Go beyond a sampler’s sequence length limits
Most hardware samplers, like the Digitakt or Pioneer Toraiz SP-16, are limited to something like 64 steps (per track, per pattern). While this limitation can often be circumvented by pattern chaining, some musicians or producers might want to dedicate one hardware pad or button to function as a container of sorts for multiple percussion elements, like kick, snare, hi-hats, random percussive samples, and so on.
Let’s say one wanted to create a complex, frenetic drum sequence in one portion of a song. Maybe it’s a transition section or even a long percussion passage. One could resample all percussive elements into one dedicated track and then apply new effects to this track. The root sounds would be the same, but the results would be much different.
When sampling samples on a piece of hardware or inside a DAW, individual tracks can be muted and unmuted during the recording process, giving the new conglomerate sample a live vibe. Indeed, whether in a live or studio setting, this would allow the musician to break out of a song’s sequenced beat loops in a very creative way.
Give sounds an experimental, granular vibe
Granular synthesis is the technique of breaking sounds down into tiny grains or granules and reorganizing or shuffling them to create new sounds. When grains are recombined, evolving soundscapes emerge. Granular synthesizers can be found in software but also hardware like Eurorack modules. However, it’s also possible to use a hardware or software sampler to create granular sounds.
One method of turning samples into granular sounds is by loading individual samples onto dedicated tracks, then sequencing them to the desired length. From there, the sequenced samples can be played and the results recorded. This first part of the process, of course, mirrors the techniques we laid out above for stacking synthesizers or sampling multiple drum samples onto a single track. But that’s where the similarities end. Getting to the granular stage, at least with this technique, involves some real-time manipulation.
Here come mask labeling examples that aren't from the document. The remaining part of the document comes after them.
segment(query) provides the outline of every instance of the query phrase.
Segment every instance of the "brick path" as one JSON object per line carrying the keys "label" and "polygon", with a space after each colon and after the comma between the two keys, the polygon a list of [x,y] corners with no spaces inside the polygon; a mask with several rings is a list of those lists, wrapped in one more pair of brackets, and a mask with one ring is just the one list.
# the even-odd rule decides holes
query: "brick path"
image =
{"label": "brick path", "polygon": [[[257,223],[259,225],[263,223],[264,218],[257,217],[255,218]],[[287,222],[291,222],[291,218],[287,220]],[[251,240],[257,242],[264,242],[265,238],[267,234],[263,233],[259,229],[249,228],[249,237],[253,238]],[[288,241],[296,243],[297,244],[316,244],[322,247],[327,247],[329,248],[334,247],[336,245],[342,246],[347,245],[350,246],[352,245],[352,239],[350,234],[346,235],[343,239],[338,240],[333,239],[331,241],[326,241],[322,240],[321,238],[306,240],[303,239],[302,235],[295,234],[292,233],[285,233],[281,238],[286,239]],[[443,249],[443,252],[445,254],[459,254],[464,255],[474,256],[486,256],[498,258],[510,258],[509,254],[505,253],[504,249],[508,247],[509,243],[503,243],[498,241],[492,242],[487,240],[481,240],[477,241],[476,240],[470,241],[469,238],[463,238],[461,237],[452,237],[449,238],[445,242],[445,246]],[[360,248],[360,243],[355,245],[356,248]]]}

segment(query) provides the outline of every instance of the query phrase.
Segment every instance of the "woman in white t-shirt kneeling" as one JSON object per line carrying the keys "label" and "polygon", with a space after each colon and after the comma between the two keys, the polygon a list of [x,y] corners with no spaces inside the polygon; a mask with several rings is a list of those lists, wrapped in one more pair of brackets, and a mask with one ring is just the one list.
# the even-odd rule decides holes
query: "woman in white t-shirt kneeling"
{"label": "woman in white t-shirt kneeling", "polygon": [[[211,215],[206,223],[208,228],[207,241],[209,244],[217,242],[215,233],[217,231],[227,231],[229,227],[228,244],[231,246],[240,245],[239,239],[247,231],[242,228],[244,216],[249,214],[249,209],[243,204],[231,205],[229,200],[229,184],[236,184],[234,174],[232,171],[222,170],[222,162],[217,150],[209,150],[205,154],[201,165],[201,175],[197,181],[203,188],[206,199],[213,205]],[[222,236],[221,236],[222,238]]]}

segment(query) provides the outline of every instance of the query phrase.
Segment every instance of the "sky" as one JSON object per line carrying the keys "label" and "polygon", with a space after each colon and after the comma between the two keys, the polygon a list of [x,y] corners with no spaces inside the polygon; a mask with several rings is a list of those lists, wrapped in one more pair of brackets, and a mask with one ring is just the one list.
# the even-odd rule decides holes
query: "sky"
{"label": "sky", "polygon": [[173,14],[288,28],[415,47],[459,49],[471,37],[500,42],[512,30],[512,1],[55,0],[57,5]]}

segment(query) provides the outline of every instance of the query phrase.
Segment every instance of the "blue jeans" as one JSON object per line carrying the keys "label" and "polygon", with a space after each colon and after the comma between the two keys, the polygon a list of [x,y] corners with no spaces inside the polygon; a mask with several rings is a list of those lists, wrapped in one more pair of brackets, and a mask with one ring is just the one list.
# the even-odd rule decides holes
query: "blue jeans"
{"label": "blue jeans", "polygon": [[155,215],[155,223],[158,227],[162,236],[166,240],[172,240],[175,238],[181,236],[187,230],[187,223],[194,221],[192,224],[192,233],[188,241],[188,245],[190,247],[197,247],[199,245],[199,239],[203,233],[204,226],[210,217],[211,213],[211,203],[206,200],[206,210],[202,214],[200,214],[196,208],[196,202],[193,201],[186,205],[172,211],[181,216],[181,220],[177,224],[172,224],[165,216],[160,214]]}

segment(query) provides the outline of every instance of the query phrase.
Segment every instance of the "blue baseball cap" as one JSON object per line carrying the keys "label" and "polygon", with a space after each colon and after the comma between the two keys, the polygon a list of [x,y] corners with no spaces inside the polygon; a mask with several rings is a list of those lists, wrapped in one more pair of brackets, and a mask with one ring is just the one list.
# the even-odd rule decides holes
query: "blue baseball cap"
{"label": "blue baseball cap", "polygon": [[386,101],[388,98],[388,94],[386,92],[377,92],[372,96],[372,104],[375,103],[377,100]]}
First, the new multi-track sample must be edited into a tiny loop (also called a grain). After creating the grain, one can move the sample’s start point to any moment on the sample file, and trigger the notes by either playing them chromatically or by sequencing them. Add more complexity to the mix by loading the sample onto other tracks, sequencing them all, and moving amongst the tracks to adjust the sample start point for unique granular results.
Create a multi-track loop on just one track
Above, we talked about sampling multiple sample tracks onto one single track to effectively stack synths, but we also explained how to use this process for creating complex drum transitions or longer passages. By sampling multiple sample loops, however, an entire song can be dedicated to one track.
Now, why would one want to do this? One clear advantage of a hardware sampler is that it frees up more tracks for different instruments and samples. And on a DAW, creating a single sample audio file frees up some processing power, but it also declutters the DAW’s project view. These are fairly simple house cleaning strategies, but important to consider.
Bouncing multiple tracks featuring sounds like drum beats, bass, synths, or even guitar, allows the musician or producer to easily stretch the new sample, reverse, pitch it down or up.
In a DAW, one could easily chop up this audio sample into a myriad of slices, then recombine them in experimental ways. On a hardware sampler like the Digitakt or Toraiz, on the other hand, one could assign various parts of this uber sample across a pattern’s eight tracks, and sequence them; or even repeat this across eight different patterns to create really strange variations.
Like the other approaches discussed above, think of this as just another way of composing. It won’t be for everyone. But for the curious, regardless of the sampler being used, it could introduce an alternative compositional tool to break one out of writer’s block, or simply just come at a track from a different perspective.